Ein selektierter Überblick:

- RUSSLAND: Die Menschenrechtlerin Swetlana Gannuschkina warf dem Nobelpreis-Komitee „Impotenz“ vor. Die Verleihung des Preises an eine staatliche bürokratische Struktur wie die EU sei „lächerlich“, sagte sie. Der Duma-Abgeordnete Wjatscheslaw Nikonow, Vize-Vorsitzender des Auswärtigen Ausschusses und Mitglied der Regierungspartei Geeintes Russland, sagte: „Mit Friedenssicherung beschäftigt sich die EU zuallerletzt. Sie ist ein bürokratisches Wirtschaftsinstrument.“ Die Verleihung sei der Versuch, die EU moralisch zu stützen. Russische Bürgerrechtler hatten sich große Hoffnungen auf den Preis gemacht.

- TSCHECHIEN: Der Präsident und EU-Skeptiker Vaclav Klaus tat die Vergabe an die EU in einer ersten Reaktion als „Scherz“ ab. Der neoliberale Staatschef könne die Nachricht nicht glauben, sagte sein Sprecher der Zeitung „Pravo“. Außenminister Karel Schwarzenberg begrüßte dagegen die Osloer Entscheidung. Er bezeichnete die Europäische Union als größtes Friedenswerk der Nachkriegszeit.

- USA: Die USA würdigten die „außergewöhnlichen Errungenschaften“ der EU beim Frieden und der europäischen Einheit nach dem Zweiten Weltkrieg. „Wir sprechen von einer Region in der Welt, die zweimal in der ersten Hälfte des 20. Jahrhunderts im Krieg versunken ist und die durch das Projekt Europäische Union demonstriert hat, dass die Beilegung von Differenzen auf politische Weise ein bei weitem besserer Weg ist als durch Krieg“, sagte der Sprecher des Weißen Hauses, Jay Carney.

- ISRAEL: Auch Israel gratulierte der Europäischen Union zur Zuerkennung des diesjährigen Friedensnobelpreises. „Der beispielhafte Erfolg der EU bei der Schaffung von Frieden nach zwei Weltkriegen ist eine Inspiration für die ganze Nationenfamilie“, schrieb Außenamtssprecher Jigal Palmor in einer Mitteilung. Israel habe ein besonderes Interesse an den europäischen Errungenschaften im Hinblick auf Frieden.
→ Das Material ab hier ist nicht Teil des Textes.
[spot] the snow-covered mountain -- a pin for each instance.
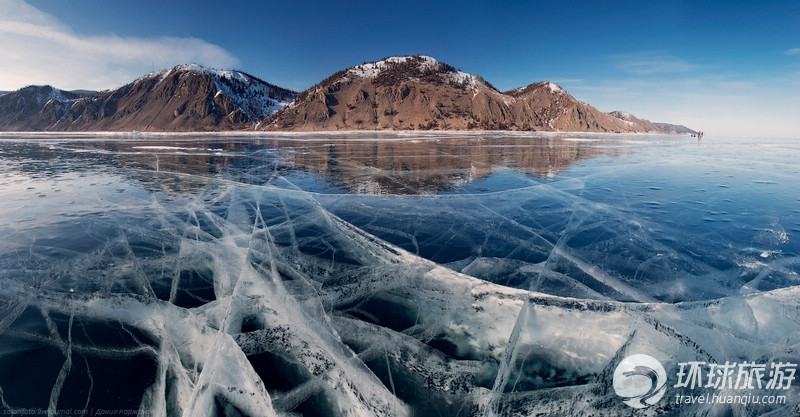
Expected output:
(184, 98)
(419, 92)
(396, 93)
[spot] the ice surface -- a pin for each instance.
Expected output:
(465, 276)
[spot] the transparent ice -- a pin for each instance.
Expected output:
(483, 275)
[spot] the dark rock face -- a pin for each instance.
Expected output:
(186, 98)
(397, 93)
(420, 93)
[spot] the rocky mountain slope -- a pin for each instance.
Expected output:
(396, 93)
(185, 98)
(420, 93)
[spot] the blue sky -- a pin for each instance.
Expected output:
(727, 67)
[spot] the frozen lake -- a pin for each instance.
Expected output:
(419, 275)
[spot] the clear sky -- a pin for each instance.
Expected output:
(726, 67)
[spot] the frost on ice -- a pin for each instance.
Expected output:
(226, 283)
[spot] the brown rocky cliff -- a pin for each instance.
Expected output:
(186, 98)
(420, 93)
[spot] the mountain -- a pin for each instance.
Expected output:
(420, 93)
(396, 93)
(185, 98)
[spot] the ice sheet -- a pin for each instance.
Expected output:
(466, 276)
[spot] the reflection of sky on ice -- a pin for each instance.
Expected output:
(464, 276)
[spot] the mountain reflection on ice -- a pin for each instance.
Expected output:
(466, 276)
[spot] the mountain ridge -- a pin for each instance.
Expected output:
(396, 93)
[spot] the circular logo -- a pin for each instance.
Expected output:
(640, 380)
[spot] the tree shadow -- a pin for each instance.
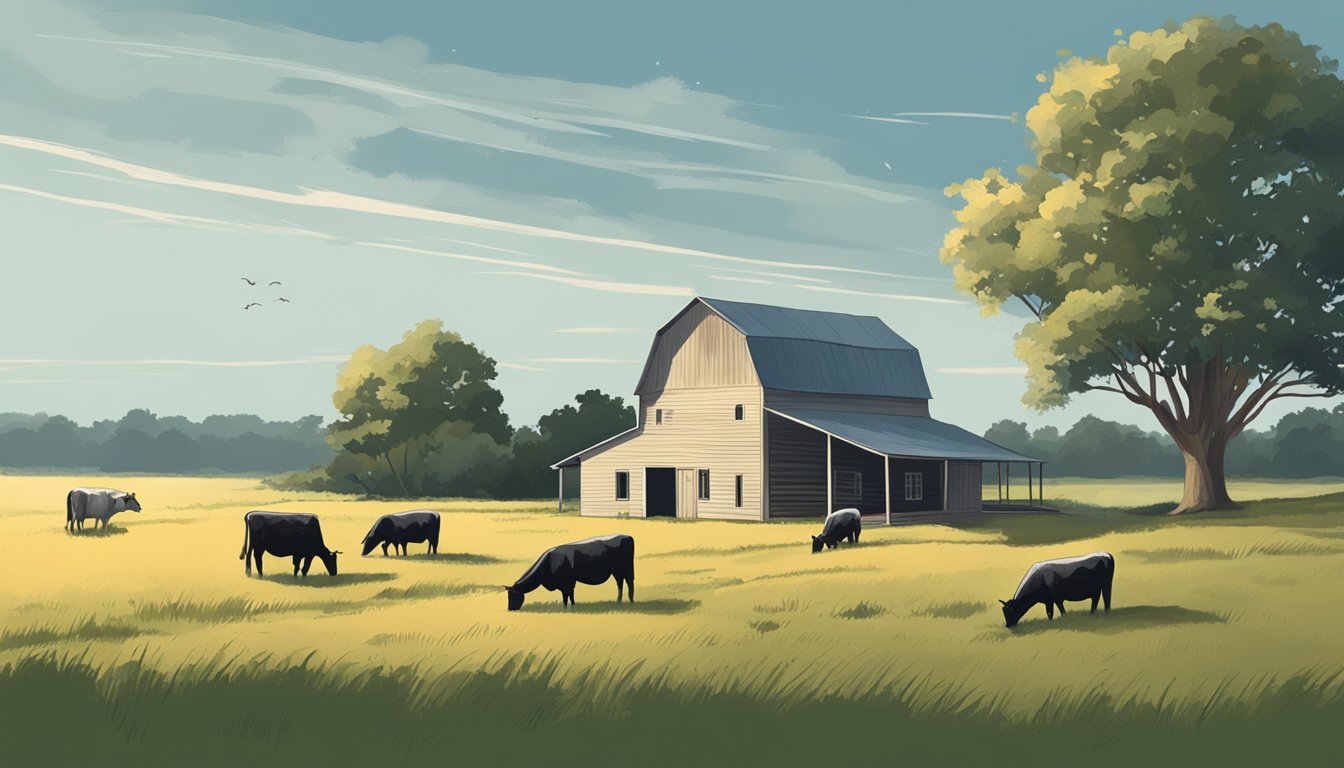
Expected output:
(647, 607)
(1118, 620)
(321, 580)
(456, 558)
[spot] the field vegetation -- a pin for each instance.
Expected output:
(151, 644)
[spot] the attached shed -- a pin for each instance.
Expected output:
(757, 412)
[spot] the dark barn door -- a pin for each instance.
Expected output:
(660, 491)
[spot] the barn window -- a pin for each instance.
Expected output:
(850, 484)
(914, 486)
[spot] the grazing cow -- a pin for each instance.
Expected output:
(97, 503)
(1053, 581)
(284, 534)
(401, 529)
(840, 525)
(589, 561)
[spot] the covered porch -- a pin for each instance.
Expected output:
(903, 468)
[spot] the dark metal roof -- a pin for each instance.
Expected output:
(907, 436)
(805, 350)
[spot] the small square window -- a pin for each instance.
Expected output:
(914, 486)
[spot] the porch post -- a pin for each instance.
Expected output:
(1028, 484)
(829, 479)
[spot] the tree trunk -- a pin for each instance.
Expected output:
(1206, 486)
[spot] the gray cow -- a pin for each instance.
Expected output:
(97, 503)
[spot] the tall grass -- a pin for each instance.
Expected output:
(227, 710)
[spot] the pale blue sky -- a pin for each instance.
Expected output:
(553, 180)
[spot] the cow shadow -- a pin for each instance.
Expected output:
(454, 558)
(647, 607)
(321, 581)
(1118, 620)
(113, 530)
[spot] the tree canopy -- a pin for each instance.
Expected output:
(1179, 240)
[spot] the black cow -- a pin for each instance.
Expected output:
(401, 529)
(1053, 581)
(840, 525)
(285, 534)
(589, 561)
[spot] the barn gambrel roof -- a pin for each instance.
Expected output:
(828, 353)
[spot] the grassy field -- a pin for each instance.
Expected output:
(148, 644)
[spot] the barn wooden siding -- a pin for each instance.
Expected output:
(964, 487)
(698, 373)
(932, 472)
(699, 350)
(844, 459)
(785, 401)
(796, 459)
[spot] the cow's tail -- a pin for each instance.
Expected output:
(246, 531)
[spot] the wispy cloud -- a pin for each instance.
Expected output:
(874, 295)
(374, 206)
(971, 114)
(51, 362)
(606, 285)
(163, 217)
(985, 371)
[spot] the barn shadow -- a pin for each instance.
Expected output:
(647, 607)
(456, 558)
(1118, 620)
(319, 579)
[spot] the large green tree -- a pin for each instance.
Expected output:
(402, 405)
(1179, 240)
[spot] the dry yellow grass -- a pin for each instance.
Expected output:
(1198, 601)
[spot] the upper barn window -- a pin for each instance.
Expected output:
(914, 486)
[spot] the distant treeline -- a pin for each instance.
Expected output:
(141, 441)
(1304, 444)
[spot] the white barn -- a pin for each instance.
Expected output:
(756, 412)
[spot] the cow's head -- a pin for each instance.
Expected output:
(329, 561)
(1014, 611)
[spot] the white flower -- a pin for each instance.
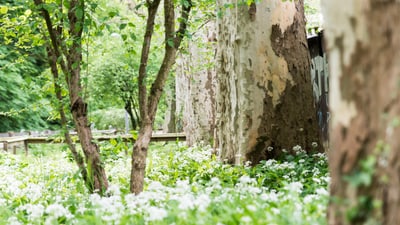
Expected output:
(202, 202)
(314, 144)
(297, 148)
(114, 190)
(275, 211)
(56, 211)
(13, 221)
(186, 202)
(294, 187)
(156, 213)
(246, 219)
(251, 208)
(322, 191)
- RAT DER EU: Präsident Herman Van Rompuy sprach von einer „unglaublichen Ehre“. Der Gipfelchef schrieb im Kurznachrichtendienst Twitter, es sei die „größtmögliche Anerkennung der tiefen politischen Motive, die hinter der Union stehen“.

- NATO: Generalsekretär Anders Fogh Rasmussen würdigte die EU als „einzigartigen und entscheidenden Partner“ des Bündnisses. „Die EU hat eine wesentliche Rolle bei der Heilung der Wunden der Geschichte und bei der Förderung von Frieden, Aussöhnung und Zusammenarbeit in Europa gespielt“, heißt es in einer Erklärung.
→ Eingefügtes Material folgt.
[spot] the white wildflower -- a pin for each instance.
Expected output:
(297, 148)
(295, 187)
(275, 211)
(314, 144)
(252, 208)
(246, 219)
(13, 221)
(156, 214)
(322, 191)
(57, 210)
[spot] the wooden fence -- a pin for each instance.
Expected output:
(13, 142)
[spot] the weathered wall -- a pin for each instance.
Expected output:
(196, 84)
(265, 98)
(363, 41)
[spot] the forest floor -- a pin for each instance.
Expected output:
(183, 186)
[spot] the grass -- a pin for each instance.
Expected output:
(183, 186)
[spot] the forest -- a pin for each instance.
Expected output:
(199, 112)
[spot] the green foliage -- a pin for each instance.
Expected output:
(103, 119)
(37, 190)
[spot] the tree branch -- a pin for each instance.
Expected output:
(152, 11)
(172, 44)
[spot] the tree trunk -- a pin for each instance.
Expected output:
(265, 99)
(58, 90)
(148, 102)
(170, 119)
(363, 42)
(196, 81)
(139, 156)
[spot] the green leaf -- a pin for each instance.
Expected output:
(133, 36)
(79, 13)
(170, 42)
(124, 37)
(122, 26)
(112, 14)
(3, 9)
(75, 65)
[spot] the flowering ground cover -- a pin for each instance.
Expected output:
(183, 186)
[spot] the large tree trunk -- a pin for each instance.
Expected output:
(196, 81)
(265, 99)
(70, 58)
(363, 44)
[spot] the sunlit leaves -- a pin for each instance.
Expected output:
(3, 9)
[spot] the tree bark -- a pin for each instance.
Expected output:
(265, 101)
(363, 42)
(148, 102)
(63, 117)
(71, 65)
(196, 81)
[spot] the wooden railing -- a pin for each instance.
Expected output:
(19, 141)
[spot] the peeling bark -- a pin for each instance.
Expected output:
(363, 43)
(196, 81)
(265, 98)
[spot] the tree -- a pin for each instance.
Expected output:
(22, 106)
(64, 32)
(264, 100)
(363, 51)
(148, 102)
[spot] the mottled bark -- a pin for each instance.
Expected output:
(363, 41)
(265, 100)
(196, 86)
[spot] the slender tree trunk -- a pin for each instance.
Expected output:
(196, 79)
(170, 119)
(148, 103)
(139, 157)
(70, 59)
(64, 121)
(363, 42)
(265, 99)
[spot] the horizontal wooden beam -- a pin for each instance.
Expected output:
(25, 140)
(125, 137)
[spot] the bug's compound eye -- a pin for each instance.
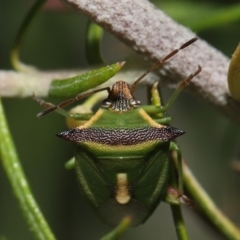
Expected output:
(135, 103)
(106, 103)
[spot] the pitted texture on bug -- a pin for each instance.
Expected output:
(121, 136)
(120, 97)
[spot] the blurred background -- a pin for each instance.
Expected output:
(56, 40)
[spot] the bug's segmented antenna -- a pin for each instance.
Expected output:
(160, 62)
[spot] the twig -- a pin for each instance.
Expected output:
(153, 34)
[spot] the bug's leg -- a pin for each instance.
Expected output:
(178, 165)
(80, 114)
(153, 109)
(156, 102)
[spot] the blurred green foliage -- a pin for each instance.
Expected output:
(56, 40)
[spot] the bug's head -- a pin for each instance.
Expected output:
(120, 98)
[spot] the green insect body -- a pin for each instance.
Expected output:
(122, 158)
(123, 151)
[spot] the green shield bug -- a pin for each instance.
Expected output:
(123, 151)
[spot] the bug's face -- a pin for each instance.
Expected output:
(120, 98)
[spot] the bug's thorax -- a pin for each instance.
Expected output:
(120, 98)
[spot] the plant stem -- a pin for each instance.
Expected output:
(117, 232)
(19, 184)
(179, 222)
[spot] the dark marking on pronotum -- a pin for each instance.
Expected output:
(121, 136)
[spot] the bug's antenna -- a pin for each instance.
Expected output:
(160, 62)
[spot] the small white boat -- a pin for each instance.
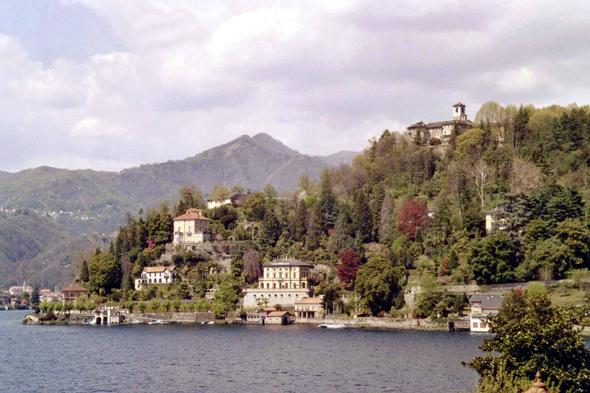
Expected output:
(332, 326)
- EU-KOMMISSION: Präsident José Manuel Barroso bezeichnete die Verleihung als „große Ehre“. „Selbst in diesen schwierigen Zeiten bleibt die EU eine Inspiration für Länder und Menschen in der ganzen Welt und die internationale Gemeinschaft braucht eine starke Europäische Union“, sagte er. Energiekommissar Günther Oettinger (CDU) sagte dem Fernsehsender n-tv: „Wir alle können ein bisschen stolz sein, aber es ist auch eine Verpflichtung.“ Seine Kollegin Maria Damanaki twitterte: „Wir sind glücklich, Europäer zu sein.“ Die Außenbeauftragte Catherine Ashton schrieb in einer Mitteilung: „In den EU-Ländern sind historische Feinde enge Partner und Freunde geworden.“

- EUROPAPARLAMENT: Präsident Martin Schulz (SPD) zeigte sich „sehr berührt und geehrt“ von der Entscheidung. „Die EU ist ein einzigartiges Projekt, das Krieg durch Frieden und Hass durch Solidarität ersetzt hat“, twitterte Schulz. „Versöhnung ist das Ziel der EU.“ Er sprach sich dafür aus, dass Kommissionspräsident Barroso den Preis in Oslo entgegennimmt.

- FRANKREICH: Präsident François Hollande sieht den Nobelpreis als große Ehre und Ansporn. „Diese Auszeichnung verpflichtet uns alle, den Weg zu einem Europa fortzusetzen, das noch vereinter, noch gerechter, noch stärker und noch friedensstiftender ist“, sagte er. Der frühere Kommissionspräsident Jacques Delors bezeichnete den Preis als eine zugleich moralische und politische Botschaft.